A793. Answer trypsinogen level only after Sudan black stin has confirmed a fat malabsorption. Antigliadin and anti-endomysial antibodies should be normal. Low trypsinogen levels are specific but not sensitive for chronic pancretitis.
Q794. What is the urea breath test?
A794. Urea breath testing is the measurement of radiolabled carbon dioxide after the oral ingestion of labeled urea. H. pylori splits urea wuth urease.

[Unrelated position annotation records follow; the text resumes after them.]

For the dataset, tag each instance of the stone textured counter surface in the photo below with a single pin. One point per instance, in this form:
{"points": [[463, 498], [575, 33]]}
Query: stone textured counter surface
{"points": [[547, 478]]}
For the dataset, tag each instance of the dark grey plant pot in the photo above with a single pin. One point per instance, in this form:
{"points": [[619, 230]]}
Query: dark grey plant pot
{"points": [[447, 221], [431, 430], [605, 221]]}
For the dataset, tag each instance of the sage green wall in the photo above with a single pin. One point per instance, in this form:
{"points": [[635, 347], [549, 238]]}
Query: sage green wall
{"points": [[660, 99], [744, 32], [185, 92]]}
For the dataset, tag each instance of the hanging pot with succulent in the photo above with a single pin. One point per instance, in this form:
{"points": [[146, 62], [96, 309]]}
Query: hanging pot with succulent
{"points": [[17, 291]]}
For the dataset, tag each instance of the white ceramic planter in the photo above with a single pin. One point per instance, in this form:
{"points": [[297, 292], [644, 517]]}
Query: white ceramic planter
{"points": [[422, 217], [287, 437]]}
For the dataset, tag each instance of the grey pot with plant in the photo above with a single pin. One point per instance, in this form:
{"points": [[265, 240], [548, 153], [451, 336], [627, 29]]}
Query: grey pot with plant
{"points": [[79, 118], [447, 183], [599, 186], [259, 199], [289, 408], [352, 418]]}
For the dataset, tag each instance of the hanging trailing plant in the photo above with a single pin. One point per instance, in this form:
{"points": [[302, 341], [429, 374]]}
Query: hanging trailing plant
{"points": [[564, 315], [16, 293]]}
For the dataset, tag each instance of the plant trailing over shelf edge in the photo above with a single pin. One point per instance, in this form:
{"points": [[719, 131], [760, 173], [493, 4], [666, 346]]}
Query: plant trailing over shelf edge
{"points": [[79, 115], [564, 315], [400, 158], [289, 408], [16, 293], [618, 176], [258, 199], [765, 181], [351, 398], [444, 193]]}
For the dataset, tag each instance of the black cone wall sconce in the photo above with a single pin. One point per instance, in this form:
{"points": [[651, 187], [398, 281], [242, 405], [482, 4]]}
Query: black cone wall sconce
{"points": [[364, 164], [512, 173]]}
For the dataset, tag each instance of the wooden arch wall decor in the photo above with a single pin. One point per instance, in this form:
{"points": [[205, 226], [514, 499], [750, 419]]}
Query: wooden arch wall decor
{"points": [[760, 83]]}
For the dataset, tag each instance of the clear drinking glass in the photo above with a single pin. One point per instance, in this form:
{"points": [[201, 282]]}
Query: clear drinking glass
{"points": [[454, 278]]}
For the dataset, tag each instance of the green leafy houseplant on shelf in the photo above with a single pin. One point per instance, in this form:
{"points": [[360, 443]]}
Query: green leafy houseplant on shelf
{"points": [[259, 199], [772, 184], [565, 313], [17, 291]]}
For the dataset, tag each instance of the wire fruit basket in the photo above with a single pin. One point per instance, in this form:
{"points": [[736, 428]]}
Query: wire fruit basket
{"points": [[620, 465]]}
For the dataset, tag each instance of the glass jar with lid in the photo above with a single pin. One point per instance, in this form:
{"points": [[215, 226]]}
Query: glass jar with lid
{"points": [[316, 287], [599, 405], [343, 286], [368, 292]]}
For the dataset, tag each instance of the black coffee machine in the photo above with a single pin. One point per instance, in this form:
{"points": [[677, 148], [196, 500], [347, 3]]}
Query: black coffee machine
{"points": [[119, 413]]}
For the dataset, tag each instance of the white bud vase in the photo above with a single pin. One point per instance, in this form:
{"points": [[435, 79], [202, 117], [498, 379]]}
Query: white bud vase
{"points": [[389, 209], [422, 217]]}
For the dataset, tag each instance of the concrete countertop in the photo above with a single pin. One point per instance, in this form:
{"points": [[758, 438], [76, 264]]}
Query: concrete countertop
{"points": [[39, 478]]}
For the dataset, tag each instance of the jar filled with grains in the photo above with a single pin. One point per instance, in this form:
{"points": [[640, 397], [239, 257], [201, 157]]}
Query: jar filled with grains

The labeled carbon is in the urea and is released as labeled carbon dioxide.
Q795. When is the urea breath test used?
A795. Urea breth testing is best used to confirm the eradication of H. pylori immediately after treatment. Serology does not rapidly improve after treatment. If an ulcer is found at endoscopy, the test of choice will be biopsy, not the urea breth test.
Q796. When do you answer urea breath test?
A796. Answer urea breath test with a patient with epigastric pain that does not improve or that recurs after a proton pump inhibitor and antibiotics have been given. There is no routine test of cure for H. pylori. You do not do the test if the patient feels better after treatment.